Sherlock watched along with everyone else as a few minutes later two members of the bomb squad, looking like green space aliens in their heavy protective suits, walked clumsily to the grenade. One of the men was pushing a large white cylinder on wheels, maybe four feet high, nearly four feet wide, with an opening in the center front.

They studied the grenade, then, after instructions from Pritchett, gently lifted it with long-handled prongs and eased it inside the vessel. They closed the opening, rotated the cylinder. There was a huge collective sigh of relief.

Pritchett said to Big Dog, “You took a big chance getting that close, Chief. I’d say an extra Mass is in order.”

Sherlock and the chief watched Pritchett follow the two suited men wheeling the containment vessel toward an emergency exit. The security people gave them wide berth. Twenty feet short of the doors, there was a loud muffled bang. The containment vessel box shook, but it held.

No one moved for a second.

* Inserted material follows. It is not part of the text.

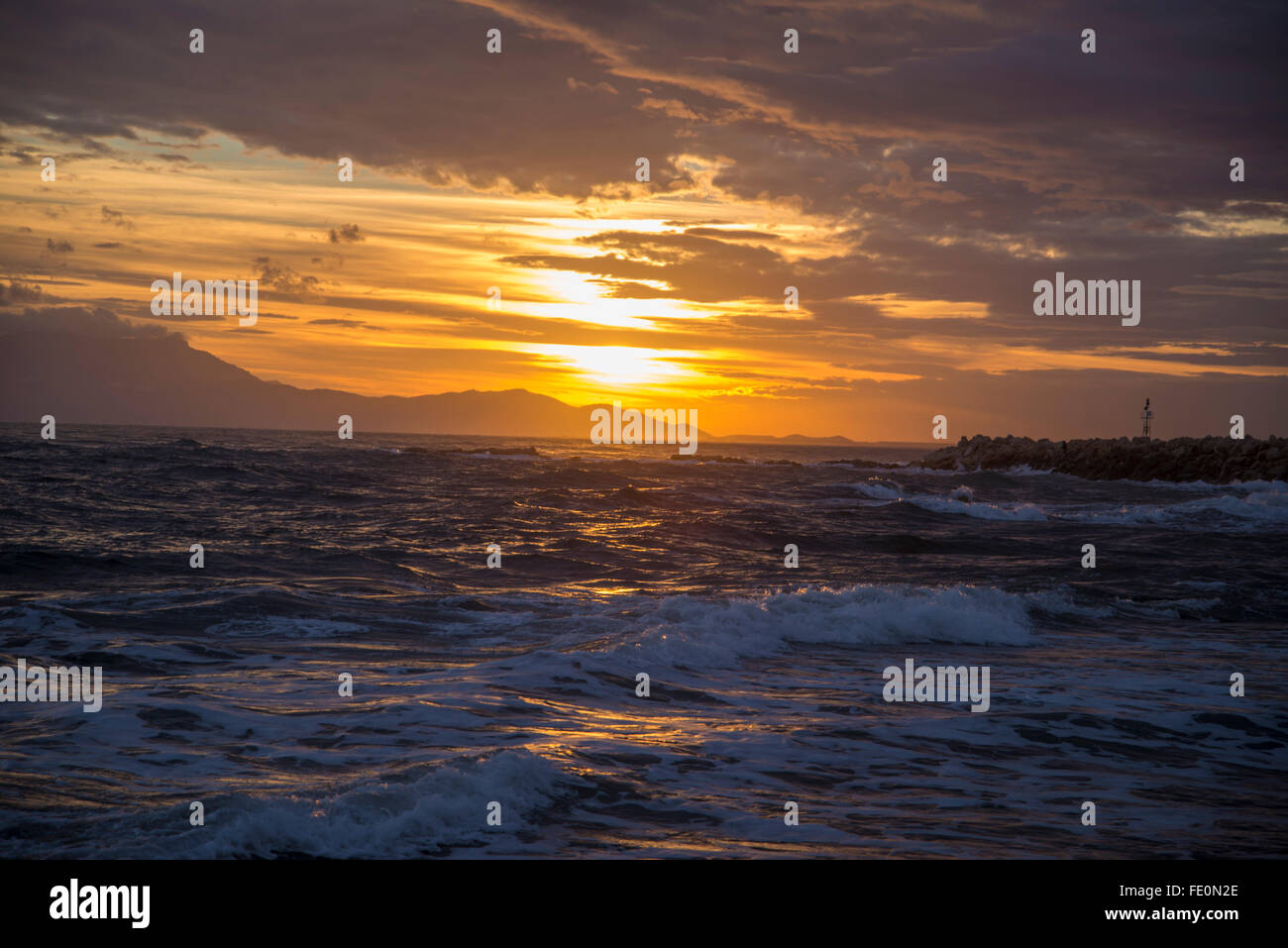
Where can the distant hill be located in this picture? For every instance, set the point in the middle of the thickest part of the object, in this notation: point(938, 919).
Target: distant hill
point(161, 380)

Then Pritchett yelled, “Guess the safety lever fell off, or the grenade wasn’t defective after all. Talk about a bit of pucker action. You can bet that’s going to make the news.”

The chief let out a big sigh and crossed himself.

Sherlock saw he was still stiff as a board, the muscles in his arms and back knotted with tension, but now he was smiling at her. Sherlock turned to him. “It’s a pleasure to see a Big Dog in action.”

“Big Dog?”

She lightly laid her hand on his forearm. “Yeah, I’d recognize you guys anywhere. My husband’s a Big Dog—you’re a rare breed. But I gotta say that was way too close.” She stuck out her hand. “FBI Special Agent Sherlock.”

He shook her hand. “Guy Alport, chief of security in this nerve-fragging zoo. A pleasure to meet you. My people were telling me about this crazy woman who faced him down, got right into his face, and kicked the crap out of him.”